Le spectateur n'est plus assis passivement dans le noir. Il clique, choisit, décide — et le film se ramifie. C'est le problème central et le principe de la documentation interactive : elle brise l'autorité classique du cinéaste et délègue une partie du contrôle narratif au public. Sur le plateau, on ne s'en rend pas compte au début — on tourne comme d'habitude. Mais au montage, cela devient complexe : il ne faut pas raconter une seule histoire, mais préparer plusieurs chemins qui se croisent, se ramifient, et éventuellement se rejoignent à nouveau.
Concrètement, cela fonctionne généralement ainsi : le spectateur fait des choix à des points de décision — quelle perspective suivre, quel niveau d'information m'intéresse, quelle personne veux-je connaître plus en détail. Chaque choix mène à un matériel différent, à d'autres interviews, à d'autres séquences de montage. C'est fondamentalement différent du montage classique, où vous, en tant que monteur, décidez quand quelle information arrive. Ici, le spectateur détermine le rythme et l'itinéraire à travers votre matériel. Cela exige une dramaturgie différente — non pas linéaire, mais rhizomatique. Chaque branche doit fonctionner de manière autonome tout en restant cohérente avec l'ensemble.

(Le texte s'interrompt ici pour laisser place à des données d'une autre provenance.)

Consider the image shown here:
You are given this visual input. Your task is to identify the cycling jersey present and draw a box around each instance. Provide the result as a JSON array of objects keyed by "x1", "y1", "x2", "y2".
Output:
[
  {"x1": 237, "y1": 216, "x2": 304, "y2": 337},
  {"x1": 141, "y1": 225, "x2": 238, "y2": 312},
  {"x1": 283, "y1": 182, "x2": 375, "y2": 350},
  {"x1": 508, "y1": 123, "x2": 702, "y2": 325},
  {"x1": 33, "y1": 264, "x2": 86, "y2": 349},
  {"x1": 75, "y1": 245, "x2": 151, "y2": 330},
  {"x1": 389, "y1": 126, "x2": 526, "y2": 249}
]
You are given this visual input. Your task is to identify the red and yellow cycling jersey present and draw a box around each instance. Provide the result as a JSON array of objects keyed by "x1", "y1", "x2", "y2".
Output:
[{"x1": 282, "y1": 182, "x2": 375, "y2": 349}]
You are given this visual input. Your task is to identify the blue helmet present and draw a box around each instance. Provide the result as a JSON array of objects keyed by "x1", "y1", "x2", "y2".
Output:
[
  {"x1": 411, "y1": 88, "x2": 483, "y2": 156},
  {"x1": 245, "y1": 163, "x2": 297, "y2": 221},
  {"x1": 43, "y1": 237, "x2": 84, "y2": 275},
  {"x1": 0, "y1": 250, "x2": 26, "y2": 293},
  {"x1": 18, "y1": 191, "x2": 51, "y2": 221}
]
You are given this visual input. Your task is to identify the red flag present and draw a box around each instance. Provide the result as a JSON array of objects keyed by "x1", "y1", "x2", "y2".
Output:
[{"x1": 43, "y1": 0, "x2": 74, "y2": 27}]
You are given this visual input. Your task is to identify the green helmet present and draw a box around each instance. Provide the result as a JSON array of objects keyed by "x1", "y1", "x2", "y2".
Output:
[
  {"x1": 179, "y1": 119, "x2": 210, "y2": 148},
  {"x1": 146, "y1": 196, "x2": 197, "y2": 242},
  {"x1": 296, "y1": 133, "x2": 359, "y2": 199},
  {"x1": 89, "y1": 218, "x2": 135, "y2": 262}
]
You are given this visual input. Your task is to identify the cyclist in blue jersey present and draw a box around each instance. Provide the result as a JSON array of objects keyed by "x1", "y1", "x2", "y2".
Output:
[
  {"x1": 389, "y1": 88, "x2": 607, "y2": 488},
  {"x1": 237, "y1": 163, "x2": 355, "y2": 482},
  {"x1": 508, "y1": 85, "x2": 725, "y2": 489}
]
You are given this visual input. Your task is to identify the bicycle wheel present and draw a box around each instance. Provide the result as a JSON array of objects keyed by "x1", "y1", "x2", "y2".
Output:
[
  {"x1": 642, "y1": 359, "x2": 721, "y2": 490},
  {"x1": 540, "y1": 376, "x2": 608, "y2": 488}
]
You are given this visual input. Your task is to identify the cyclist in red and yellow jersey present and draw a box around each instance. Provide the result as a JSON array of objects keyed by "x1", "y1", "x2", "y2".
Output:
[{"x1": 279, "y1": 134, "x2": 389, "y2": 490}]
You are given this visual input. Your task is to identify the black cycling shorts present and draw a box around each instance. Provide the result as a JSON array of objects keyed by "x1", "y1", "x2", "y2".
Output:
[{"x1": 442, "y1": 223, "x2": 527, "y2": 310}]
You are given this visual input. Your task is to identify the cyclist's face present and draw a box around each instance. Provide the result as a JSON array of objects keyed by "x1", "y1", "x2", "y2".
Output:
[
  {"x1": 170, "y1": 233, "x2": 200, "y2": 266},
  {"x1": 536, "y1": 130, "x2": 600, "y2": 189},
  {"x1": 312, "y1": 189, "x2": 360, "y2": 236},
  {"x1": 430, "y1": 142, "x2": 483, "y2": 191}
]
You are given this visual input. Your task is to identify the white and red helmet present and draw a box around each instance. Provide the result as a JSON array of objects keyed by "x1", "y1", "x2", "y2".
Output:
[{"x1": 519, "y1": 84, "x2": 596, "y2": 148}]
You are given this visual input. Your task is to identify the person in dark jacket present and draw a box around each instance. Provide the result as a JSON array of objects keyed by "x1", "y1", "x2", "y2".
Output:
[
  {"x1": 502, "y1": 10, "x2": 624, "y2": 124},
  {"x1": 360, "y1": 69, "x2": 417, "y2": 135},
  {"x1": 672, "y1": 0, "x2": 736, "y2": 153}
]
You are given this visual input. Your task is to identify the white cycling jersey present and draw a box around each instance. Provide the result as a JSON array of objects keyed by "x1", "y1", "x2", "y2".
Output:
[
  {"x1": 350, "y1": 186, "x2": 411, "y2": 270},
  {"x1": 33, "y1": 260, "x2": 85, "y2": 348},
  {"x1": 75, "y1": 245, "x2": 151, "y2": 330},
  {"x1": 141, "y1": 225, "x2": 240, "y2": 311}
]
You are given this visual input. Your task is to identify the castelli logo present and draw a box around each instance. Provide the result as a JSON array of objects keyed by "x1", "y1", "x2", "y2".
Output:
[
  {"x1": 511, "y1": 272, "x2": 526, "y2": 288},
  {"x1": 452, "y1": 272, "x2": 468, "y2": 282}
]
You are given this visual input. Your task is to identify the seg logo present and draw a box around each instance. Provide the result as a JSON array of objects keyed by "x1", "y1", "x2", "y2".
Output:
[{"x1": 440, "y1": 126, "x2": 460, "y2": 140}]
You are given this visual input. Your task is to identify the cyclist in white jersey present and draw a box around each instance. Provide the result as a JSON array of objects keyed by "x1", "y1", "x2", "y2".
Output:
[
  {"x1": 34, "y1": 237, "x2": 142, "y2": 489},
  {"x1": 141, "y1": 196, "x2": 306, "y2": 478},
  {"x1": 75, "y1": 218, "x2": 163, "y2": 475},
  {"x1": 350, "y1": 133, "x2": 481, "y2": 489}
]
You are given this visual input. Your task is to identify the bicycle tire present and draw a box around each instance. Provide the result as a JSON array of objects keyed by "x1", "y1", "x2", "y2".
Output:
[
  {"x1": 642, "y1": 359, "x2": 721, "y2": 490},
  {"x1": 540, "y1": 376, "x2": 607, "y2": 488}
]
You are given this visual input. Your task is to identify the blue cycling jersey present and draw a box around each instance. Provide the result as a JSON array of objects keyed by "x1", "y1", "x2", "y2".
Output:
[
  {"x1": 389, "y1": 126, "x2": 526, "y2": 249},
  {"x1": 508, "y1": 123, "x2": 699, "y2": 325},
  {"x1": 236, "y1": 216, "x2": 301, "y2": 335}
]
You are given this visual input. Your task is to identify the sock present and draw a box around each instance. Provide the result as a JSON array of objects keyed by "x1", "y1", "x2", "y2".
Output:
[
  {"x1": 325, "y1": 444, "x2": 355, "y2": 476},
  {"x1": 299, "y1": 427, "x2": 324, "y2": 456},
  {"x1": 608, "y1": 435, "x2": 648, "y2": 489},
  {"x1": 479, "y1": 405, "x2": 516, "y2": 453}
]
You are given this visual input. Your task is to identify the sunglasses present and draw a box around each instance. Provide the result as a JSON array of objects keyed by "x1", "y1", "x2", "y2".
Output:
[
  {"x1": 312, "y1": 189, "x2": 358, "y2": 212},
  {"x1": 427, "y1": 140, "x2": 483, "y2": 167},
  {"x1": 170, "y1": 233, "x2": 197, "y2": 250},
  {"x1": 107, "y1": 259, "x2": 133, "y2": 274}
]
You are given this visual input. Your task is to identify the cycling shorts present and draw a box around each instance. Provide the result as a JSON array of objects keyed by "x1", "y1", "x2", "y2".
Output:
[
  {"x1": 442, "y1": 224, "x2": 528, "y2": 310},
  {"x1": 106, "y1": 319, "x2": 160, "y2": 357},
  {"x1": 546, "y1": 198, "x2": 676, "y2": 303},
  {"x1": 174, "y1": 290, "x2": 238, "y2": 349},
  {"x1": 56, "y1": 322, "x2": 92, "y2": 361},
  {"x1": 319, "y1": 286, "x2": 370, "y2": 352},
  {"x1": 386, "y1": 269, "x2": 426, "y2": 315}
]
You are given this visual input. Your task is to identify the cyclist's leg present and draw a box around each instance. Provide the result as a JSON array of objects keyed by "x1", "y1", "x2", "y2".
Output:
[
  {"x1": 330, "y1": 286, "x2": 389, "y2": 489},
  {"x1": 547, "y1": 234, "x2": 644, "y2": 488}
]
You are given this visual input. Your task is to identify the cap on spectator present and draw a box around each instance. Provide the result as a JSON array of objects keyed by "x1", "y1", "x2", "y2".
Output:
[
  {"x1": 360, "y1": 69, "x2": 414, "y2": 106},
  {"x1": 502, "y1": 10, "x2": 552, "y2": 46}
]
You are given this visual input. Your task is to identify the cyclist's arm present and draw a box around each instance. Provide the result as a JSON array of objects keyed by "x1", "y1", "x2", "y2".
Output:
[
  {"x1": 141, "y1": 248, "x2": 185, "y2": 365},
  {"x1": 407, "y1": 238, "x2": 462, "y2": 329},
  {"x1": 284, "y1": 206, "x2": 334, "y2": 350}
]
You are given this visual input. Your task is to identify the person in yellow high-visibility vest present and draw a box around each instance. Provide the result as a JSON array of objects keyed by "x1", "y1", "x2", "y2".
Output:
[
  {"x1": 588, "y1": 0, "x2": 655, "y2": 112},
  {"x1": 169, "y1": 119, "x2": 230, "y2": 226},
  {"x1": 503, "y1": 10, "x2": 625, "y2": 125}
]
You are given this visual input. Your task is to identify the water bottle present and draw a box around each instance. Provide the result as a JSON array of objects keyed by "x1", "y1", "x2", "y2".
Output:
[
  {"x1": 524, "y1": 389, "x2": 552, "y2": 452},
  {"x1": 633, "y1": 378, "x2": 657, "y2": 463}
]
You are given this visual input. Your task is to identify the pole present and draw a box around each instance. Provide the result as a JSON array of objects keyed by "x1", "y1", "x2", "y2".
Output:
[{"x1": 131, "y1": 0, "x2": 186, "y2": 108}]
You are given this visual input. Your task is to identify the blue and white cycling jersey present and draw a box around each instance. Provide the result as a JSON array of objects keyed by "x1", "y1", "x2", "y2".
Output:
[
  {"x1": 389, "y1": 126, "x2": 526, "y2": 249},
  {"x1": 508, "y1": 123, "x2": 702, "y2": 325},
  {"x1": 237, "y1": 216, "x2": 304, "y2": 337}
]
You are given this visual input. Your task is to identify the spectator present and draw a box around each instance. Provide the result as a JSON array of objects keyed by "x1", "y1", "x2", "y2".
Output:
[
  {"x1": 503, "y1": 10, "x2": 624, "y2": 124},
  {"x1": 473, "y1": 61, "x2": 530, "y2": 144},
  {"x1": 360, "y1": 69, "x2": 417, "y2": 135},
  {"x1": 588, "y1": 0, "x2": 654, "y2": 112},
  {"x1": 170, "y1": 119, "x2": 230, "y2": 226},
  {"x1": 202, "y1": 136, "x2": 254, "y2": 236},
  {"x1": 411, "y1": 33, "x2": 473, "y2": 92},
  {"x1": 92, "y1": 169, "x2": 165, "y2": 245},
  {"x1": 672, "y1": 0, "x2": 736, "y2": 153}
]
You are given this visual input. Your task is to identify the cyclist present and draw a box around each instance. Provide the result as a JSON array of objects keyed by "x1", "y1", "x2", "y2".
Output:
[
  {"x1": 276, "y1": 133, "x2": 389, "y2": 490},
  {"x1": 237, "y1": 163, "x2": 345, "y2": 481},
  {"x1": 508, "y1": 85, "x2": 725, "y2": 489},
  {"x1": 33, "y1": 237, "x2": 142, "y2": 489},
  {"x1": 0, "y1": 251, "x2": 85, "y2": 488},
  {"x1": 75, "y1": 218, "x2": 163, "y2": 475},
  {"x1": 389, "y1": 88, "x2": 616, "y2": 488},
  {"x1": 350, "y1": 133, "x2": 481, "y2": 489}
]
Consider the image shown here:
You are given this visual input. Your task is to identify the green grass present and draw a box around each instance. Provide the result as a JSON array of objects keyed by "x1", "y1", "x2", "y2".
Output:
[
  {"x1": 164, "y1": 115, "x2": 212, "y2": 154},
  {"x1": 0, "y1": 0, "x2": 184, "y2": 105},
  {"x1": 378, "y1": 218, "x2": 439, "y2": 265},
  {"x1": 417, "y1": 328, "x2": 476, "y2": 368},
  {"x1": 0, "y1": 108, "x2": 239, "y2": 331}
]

La mise en œuvre technique varie : certaines productions utilisent des plateformes ou des applications spécialisées, d'autres travaillent avec des interfaces HTML5 ou des technologies de moteur en temps réel. Ce n'est plus du cinéma classique en salle — c'est hybride, entre le film, le jeu et l'archive. Il faut des concepteurs, des programmeurs, pas seulement des monteurs. L'exigence documentaire demeure : de vraies histoires, de vraies personnes, de vraies recherches. Mais la diffusion devient une interaction. Certains appellent cela la participation, d'autres y voient la mort de l'œuvre curatée. En réalité, c'est un compromis — vous créez le matériel et la structure, mais pas l'expérience finale. Celle-ci est individuelle. Cela rend également ces projets difficiles à évaluer : deux spectateurs vivent des films complètement différents, bien qu'ils aient tous deux consommé votre matériel. Cela présente de nouvelles possibilités pour les documentaristes expérimentaux, et le problème de la non-normalisation pour les financeurs.